Wollensky

Wanted: the right sort of genius

1 December 2010



The language of innovation, uncertainty, optimality and risk, not wearisome political rhetoric and spurious certainty.


Sententiously if we must, let us admit it. The people who inhabit and inspirit our region of industry are people who exert themselves to give the world the power it needs to keep going and growing. Other people pursue other careers elsewhere and likewise. But unpleasant surprises have lain in wait. The world all these people thought they were keeping going has been grinding, if not to a halt, at any rate into a confusion of fits and starts. The stages of confusion give rise to such well merited epithets as ‘slump’ and ‘depression’. There must be somebody, or some bodies, to blame.
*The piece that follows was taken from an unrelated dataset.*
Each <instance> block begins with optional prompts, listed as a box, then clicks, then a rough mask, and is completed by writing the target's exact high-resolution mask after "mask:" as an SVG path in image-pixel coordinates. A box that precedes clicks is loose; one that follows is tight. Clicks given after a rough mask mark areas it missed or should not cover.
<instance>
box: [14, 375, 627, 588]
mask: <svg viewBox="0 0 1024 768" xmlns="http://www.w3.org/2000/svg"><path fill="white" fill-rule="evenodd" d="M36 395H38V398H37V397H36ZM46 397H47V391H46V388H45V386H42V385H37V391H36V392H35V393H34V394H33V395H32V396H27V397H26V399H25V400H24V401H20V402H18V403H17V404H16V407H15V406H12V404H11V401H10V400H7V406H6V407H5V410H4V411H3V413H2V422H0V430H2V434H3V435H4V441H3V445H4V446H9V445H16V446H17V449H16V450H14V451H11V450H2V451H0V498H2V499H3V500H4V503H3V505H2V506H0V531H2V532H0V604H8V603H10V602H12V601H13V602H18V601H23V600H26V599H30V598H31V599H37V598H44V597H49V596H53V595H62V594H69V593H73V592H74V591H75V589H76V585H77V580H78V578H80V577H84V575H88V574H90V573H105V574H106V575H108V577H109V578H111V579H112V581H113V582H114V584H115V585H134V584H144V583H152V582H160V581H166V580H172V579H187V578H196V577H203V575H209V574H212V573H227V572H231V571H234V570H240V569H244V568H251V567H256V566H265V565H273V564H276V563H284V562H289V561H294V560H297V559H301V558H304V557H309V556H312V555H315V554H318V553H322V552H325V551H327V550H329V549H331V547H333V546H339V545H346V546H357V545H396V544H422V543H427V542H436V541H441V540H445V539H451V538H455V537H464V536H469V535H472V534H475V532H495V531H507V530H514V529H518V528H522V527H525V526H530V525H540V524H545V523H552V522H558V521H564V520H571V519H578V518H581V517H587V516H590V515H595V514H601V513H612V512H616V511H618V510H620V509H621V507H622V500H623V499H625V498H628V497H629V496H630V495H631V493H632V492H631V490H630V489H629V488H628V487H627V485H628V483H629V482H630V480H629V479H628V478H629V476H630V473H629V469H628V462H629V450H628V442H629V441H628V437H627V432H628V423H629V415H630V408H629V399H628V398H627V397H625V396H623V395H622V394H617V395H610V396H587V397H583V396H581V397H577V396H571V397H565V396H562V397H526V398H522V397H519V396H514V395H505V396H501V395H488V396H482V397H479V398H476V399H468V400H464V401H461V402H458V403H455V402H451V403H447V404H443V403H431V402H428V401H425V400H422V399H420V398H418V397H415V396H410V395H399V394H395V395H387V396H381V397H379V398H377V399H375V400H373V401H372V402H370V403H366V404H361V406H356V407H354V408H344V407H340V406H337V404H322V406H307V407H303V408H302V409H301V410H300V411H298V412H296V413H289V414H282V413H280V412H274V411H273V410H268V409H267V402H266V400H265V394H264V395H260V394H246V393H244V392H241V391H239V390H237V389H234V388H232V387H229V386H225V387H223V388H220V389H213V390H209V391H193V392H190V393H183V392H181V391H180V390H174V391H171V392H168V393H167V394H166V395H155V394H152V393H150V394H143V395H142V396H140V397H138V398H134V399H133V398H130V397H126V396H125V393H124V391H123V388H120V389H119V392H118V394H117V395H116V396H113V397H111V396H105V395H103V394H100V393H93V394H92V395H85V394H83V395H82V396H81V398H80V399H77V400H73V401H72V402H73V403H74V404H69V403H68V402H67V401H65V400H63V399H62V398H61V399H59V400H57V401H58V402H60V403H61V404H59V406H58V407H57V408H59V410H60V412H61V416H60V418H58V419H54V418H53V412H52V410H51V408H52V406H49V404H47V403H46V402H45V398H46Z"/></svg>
As the slump has proceeded accusers have assigned various degrees of responsibility to governmental regulators, bankers, financiers, economists, politicians and, for all I know, witches and werewolves too. Among the thinking and talkative classes a favourite target for finger-pointers has been the community of specialists in what has, ever more disparagingly, been called ‘the dismal science’ of economics: and of those practitioners themselves, some have cried ‘mea culpa’. Not a few have questioned some principles accepted in their studies and have also queried some practices inspired by their theorisers.

There have been individuals so mortified by doubt that they have called for a reconstruction of their discipline along the lines of knowledge systems deemed more successful. A flurry of letters to the editor of The Financial Times, an internationally respected newspaper, not long ago discussed just such a reconstitution of the dismal science.

The correspondence was prompted by a feature article pondering how appropriate it was to consider the appointment of an academic economist to lead the European Central Bank. The retort from a reader, published as a letter to the editor, was a challenge to the idea that any economist be appointed to run a central bank. ‘Judging by the publications of some renowned economists’, averred the writer, ‘economics is a discipline in need of drastic reform that provides no dependable guidance on any key issue’. The situation could be dealt with by declaring economics a failing discipline and having it taken over by a successful one such as physics. He had a list of physicists, this critic concluded helpfully, ‘available to lead the dismal scientists’.

Epistles followed from others who did not all agree with the choice of physicists for salvation. Two professors put in a plea for ‘an eminent philosopher rather than a physicist . . . to take charge of economics’. Interestingly, only one of the pair professed philosophy: the other’s chair was titled Finance and International Business.

There was a participant in the exchanges who did detect a serious idea ‘hiding’ behind the suggestion that a physicist assume command – namely that ‘we should demand greater intellectual rigour when shaping and communicating economic policy’. In this earnest vein the correspondent called for ‘the language of innovation, uncertainty, optimality and risk, not wearisome political rhetoric and claims of spurious certainty’.

Totally disapproving a physicist, however, was a contributor who pointed out that physicists, too, engaged in ‘tremendous debates’, particularly about theory. He thought that this was apparent from even a casual look at string theory. Were one to use the logic of a physicist champion who had disparaged economists’ disagreements, one could riposte, therefore, with the inquiry: ‘should economists take over the running of Cern?’

Psychiatry and other callings got their plugs in as well until, eventually, there was a rallying cry from within the embattled profession. ‘Before someone suggests yet another discipline, please let us consider the possibility that economics sort itself out’, appealed a well placed academic, who indicated some of what could be done.

But I have not heard about anybody who spoke up for engineering.

I am reminded of what used to be a popular definition of an engineer. (You may call it a boast.) I had better state this in modern translation for readers too young or insufficiently anglophone to recognise it. An engineer is somebody who can make or do for metallic small change what anybody else needs folding money to accomplish. Such a clearly ‘economics’ qualification would seem to a naïve observer to make an engineer a good candidate for economics supremo, but I don’t myself know of any engineer (or physicist) who would fancy the job.